The major inconsistency forced upon LeWitt by the visualness of his art is an aspect of the enclosure concept which has haunted him all along. When a smaller (interior) open form is enclosed by a closed form that completely envelops it, is the invisible contained form there or not? Given all four models, its existence is certainly implied. Yet in order to convey this in unambiguous terms, LeWitt would have to label his work or make known the underlying concept by diagrams or manual. An exhibition of concrete blocks might or might not contain Cellini’s cup or the Empire State Building. This interests LeWitt as an idea rather than a realizable project. But the four models demand that everything be where it is supposed to be. The only way to show, in Plan D, that the containers contain the expected contents of the same height was finally to open the center of the top plane of the outer element and allow the top plane of the interior element to be seen. Since two things cannot occupy the same space, an infinitesimal line has to be added (1/16'') to show this separation, or containment, and thus the meticulously ordered measure is destroyed. The same applies to the closed outer box over open cube and closed outer cube over open column in Plan C, and were this model executed in full scale, the point would be still more vague, since the open top of the tallest element would be invisible.

In any case, the large closed forms containing much smaller forms remain unresolved; there is no way to show the existence of the contained element and it must be taken on faith, or by conceptual inference that in a series of three, when two are shown completely, the third will logically follow. The concept thus remains mysterious, just as the interior structure of the skeletal cubes is both clear and unclear.
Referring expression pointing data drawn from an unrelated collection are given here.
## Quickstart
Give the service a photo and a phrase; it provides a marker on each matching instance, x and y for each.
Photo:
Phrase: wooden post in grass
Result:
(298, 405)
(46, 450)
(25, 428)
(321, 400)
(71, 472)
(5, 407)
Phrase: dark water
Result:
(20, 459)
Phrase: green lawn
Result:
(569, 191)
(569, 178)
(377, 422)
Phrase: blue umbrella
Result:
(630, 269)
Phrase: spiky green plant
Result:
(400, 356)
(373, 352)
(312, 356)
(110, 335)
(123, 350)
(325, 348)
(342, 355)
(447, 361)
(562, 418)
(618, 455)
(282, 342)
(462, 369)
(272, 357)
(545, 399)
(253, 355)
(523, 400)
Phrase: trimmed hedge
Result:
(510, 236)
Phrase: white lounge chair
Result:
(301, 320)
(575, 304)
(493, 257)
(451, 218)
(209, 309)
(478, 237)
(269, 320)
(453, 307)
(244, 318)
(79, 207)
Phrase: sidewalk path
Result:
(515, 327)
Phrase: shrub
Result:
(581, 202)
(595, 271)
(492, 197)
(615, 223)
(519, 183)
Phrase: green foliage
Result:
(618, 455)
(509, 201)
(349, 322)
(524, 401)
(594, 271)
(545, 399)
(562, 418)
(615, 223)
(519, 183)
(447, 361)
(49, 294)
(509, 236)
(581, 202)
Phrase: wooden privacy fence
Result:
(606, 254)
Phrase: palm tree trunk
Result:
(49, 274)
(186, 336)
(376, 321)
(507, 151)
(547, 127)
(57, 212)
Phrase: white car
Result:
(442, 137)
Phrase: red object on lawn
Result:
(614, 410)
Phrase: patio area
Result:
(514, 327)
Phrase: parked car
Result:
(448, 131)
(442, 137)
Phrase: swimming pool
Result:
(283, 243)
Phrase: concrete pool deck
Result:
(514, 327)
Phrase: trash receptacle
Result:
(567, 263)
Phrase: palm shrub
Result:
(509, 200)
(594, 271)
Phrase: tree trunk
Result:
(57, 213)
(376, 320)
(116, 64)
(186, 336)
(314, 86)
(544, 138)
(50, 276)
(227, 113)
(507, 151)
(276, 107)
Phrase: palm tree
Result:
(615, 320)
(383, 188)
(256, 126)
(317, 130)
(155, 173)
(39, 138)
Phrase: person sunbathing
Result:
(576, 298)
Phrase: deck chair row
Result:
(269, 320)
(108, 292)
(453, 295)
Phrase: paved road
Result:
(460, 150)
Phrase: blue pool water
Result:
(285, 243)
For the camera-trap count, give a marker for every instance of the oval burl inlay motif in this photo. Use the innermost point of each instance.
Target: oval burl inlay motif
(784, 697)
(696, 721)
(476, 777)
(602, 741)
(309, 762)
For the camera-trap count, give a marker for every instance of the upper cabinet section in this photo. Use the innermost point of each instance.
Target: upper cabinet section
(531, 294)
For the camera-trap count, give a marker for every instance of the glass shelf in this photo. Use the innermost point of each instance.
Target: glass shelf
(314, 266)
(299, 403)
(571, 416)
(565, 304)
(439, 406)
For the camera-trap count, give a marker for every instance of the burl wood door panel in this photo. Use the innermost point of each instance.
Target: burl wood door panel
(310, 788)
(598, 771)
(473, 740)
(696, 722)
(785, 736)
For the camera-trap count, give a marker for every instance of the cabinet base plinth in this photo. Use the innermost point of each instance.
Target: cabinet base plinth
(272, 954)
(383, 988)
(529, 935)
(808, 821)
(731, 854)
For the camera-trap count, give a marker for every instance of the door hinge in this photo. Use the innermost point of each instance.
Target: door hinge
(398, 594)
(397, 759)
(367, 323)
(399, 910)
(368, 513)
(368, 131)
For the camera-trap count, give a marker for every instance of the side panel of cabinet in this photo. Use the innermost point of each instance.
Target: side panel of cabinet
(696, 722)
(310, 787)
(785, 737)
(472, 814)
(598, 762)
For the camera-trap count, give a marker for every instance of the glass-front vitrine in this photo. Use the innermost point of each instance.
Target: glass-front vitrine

Confronted by the four sets of models, all but the most skeptical viewer must be convinced that contained and container are complete throughout. Having wholly disavowed the arbitrary in all possible areas except the choice of theme (thing within a thing) and color (“it had to be black or white and I chose white”), LeWitt has been forced to choose between visual and conceptual. The establishment of the physical autonomy of each form is more important in the end than perfect conceptual consistency. By admitting the visual priority, LeWitt, in spite of himself, proves his own paradox and proves himself more of an artist than a theoretician.

Lucy Lippard


1. The basis for measurement is actually the given dimension of 28 and 81 inches. A thing within a thing has to be measured by thirds and three times 28 is 84, but 3 inches are omitted by overlapping of the 1 1/2 inch bars on the grids. The figure 28 was controlled by the practical fact that the elements be enabled to pass through a doorway and the standard doorway is 30 to 35 inches wide.

2. “When space is divided up into such equal parts, a kind of negation of space takes place. All parts are given equal value and space is so systematized that it becomes least important; in the resulting inertia sequence becomes most important.” (LeWitt, in conversation with the author.)